Python code for ## DOWNLOAD THE IMAGE ## part:
cmd = """osascript ./scpt1.scpt"""
os.system(cmd)
time.sleep(0.5)
cmd = """osascript ./scpt2.scpt"""
os.system(cmd)
time.sleep(0.5)
Here two Applescripts are invoked: `scpt1.scpt` and `scpt2.scpt`. Here are their contents:
Contents of scpt1.scpt:
tell application "System Events"
tell process "Firefox" to keystroke "s" using command down
end tell
This is a simple script to simulate a "command + S" key combination, which will fire up the "Save As" window.
Contents of scpt2.scpt:
tell application "System Events"
repeat while exists (window 2 of process "Firefox")
click at {xxx, yyy}
delay 1
end repeat
end tell
This is somewhat more complicated. It tests if Firefox has two windows (the second window being the "Save As" window). As long as the second window is there, it clicks the save button repeatedly. {xxx, yyy} should be replaced by the on-screen coordinate of the save button, which can be measured with the aid of the screenshot tool (evoked by "command + shift + 4").

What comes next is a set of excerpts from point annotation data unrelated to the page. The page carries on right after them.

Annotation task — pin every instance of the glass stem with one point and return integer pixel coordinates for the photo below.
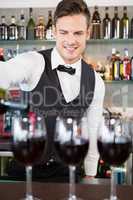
(72, 182)
(113, 185)
(29, 183)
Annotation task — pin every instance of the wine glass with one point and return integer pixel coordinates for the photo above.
(71, 144)
(114, 145)
(28, 145)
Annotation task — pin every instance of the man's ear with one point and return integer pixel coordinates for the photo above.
(54, 31)
(89, 32)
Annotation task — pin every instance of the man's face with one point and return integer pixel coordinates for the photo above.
(71, 33)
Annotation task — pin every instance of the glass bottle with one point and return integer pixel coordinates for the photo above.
(106, 25)
(3, 29)
(96, 25)
(126, 65)
(125, 24)
(2, 54)
(13, 29)
(40, 28)
(31, 26)
(116, 25)
(131, 29)
(22, 27)
(116, 66)
(49, 33)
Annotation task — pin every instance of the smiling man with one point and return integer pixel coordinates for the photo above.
(59, 81)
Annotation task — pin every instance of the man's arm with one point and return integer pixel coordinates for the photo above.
(94, 117)
(25, 67)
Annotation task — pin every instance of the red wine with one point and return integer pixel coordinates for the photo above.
(30, 151)
(115, 153)
(72, 152)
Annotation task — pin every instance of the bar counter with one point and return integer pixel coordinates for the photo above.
(57, 191)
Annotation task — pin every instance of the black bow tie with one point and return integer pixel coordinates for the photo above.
(69, 70)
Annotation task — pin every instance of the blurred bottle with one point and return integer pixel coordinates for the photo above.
(40, 28)
(116, 66)
(3, 29)
(22, 27)
(131, 28)
(2, 54)
(49, 32)
(96, 25)
(116, 25)
(125, 69)
(109, 66)
(131, 62)
(13, 29)
(31, 26)
(106, 25)
(124, 24)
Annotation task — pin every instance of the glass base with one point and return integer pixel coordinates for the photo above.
(112, 198)
(31, 198)
(72, 198)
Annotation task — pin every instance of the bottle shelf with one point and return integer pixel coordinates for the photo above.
(42, 42)
(124, 82)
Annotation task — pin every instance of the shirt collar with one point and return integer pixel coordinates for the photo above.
(56, 60)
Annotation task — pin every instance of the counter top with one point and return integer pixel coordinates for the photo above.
(57, 191)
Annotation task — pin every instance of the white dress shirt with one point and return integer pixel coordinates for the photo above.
(27, 68)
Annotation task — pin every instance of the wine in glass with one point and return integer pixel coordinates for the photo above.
(114, 145)
(71, 144)
(28, 145)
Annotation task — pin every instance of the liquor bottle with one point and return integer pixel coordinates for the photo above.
(126, 66)
(112, 60)
(13, 29)
(49, 33)
(131, 29)
(96, 25)
(131, 63)
(116, 25)
(31, 26)
(3, 29)
(124, 24)
(116, 66)
(22, 27)
(106, 25)
(40, 28)
(2, 54)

Keep in mind that these .scpt files should only be created and saved using the "script editor" app that comes with the Mac OS system, as they are not stored in plain text format. I have added `delay` and `sleep` everywhere in this code to limit the speed of the process, letting it run in a more orderly manner.
The files will be downloaded to the default download directory, which can then be compressed and imported into an ebook reader. Fortunately the filenames of the saved image files are already in good order.